O protagonista usa suas habilidades de marceneiro para consertar o apartamento de Katie, que estava literalmente caindo aos pedaços. Faz amizade com as crianças, ajuda Katie com trabalho e financeiramente, compartilhando o pouco que tinha. Revela-se um sujeito solidário e, ainda que haja malfeitores na história, descobre pessoas generosas e com senso de justiça.
Mas, diante da impassibilidade gélida do sistema previdenciário, vê-se obrigado a quebrar regras para manifestar seu descontentamento e o absurdo de sua situação, tão normalizada no mundo do capitalismo neoliberal. Cena icônica é aquela em que Daniel resolve pichar o muro do prédio da agência da Previdência dizendo “Eu, Daniel Blake, demando a data do meu recurso antes que eu morra de fome!
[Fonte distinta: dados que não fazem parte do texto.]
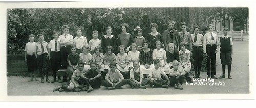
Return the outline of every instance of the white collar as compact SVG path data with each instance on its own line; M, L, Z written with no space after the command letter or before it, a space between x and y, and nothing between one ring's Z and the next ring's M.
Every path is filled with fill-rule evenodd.
M141 35L141 37L138 37L138 36L136 36L136 37L135 37L135 38L140 38L140 39L142 39L142 38L143 38L143 37L143 37L143 36L142 36L142 35Z
M40 42L40 41L38 41L38 43L40 43L40 44L42 44L42 43L45 43L46 42L46 41L42 41L42 43Z
M103 36L104 36L104 37L105 37L106 39L108 39L108 38L111 39L111 38L112 38L113 37L114 37L114 36L113 36L113 35L110 35L110 37L108 37L106 36L106 35L103 35Z
M77 38L81 38L81 39L82 39L82 37L83 37L83 36L82 36L82 35L81 35L81 36L80 36L80 37L78 37L78 36L76 36L76 37L77 37Z
M222 36L222 38L224 38L224 39L225 39L225 37L226 37L226 38L228 38L228 35L227 35L227 36Z
M186 54L189 53L189 51L186 49L186 50L185 51L185 52L182 51L182 49L181 49L180 51L181 51L181 52L182 52L182 53L185 52L185 53L186 53Z

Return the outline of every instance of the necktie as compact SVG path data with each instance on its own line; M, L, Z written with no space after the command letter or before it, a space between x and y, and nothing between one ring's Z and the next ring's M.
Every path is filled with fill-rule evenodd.
M210 35L211 36L211 40L214 40L214 36L212 36L212 33L210 33Z
M44 46L42 45L42 44L44 43L41 43L41 48L42 48L42 53L44 53L44 52L45 52L45 51L44 50Z
M55 39L55 51L57 52L57 39Z
M195 35L195 38L194 38L194 42L196 42L197 41L197 34L196 34L196 35Z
E mudem a música de merda nos telefones.”
O que nós temos a ver com isso?
Não é difícil encontrar pessoas próximas de nós que passam por situações muito parecidas com as de Daniel e Katie. Ao dizer “eu, Daniel Blake”, na verdade, o protagonista traz à cena um sujeito que, embora heterogêneo (homem, mulher, negro(a), branco(a), heteronormativo ou não etc) compartilha uma condição universal no capitalismo: ser cidadão sem ter cidadania, viver em repúblicas onde tudo é ou tende a ser privado, ter que transgredir à ordem social para fazer valer os princípios fundamentais da vida em sociedade. Em suma, Daniel Blake é a encarnação da tomada de consciência de que a solidariedade vale mais que o individualismo e de que a inconformidade é o único meio de preservar a dignidade humana.
Basta ouvir qualquer pessoa que esteja dependendo da burocracia do INSS para encontrarmos um sistema intencionalmente falido e deletério. Mas o objeto desse encontro não se resume ao sistema previdenciário. Hoje, ao pensarmos naqueles que esperam e lutam por um amparo incerto de um Estado dominado pelos ricos, podemos constatar facilmente o vazio da democracia burguesa. Gente sem direito a morar, a comer, a trabalhar, a estudar, a vacinar…
Tanto prática quanto simbolicamente, o filme nos mostra uma vivência do drama da mais normalizada privação do capitalismo de nossos dias: a privação de futuro, pois não temos sequer direito à velhice.
As palavras do protagonista podem ser úteis para entendermos quem somos (ou não) e para que, sabendo disso, possamos trabalhar por mudanças. Aqui vai um trecho delas:
Eu não sou um cliente, um freguês nem um usuário de serviço. (…) Não sou um número da seguridade social ou um sinal na tela. Eu paguei minhas dívidas, nunca um centavo a menos, e orgulhoso de fazê-lo. (…) olho meu vizinho nos olhos e ajudo-o se puder. Não aceito nem procuro caridade. Meu nome é Daniel Blake. Eu sou um humano, não um cachorro. Como tal, exijo meus direitos.
Dados do filme:
Título: Eu, Daniel Blake (I, Daniel Blake)
Ano de produção: 2016 (lançamento no Brasil: 2017)
Direção: Ken Loach
Roteiro: Paul Laverty
Produção: Rebecca O’Brien
Duração: 98min
Gênero: Drama
Elenco: Dave Johns (Daniel), Hayley Squires (Katie), Briana Shann (Daisy), Dylan McKiernan (Dylan) etc.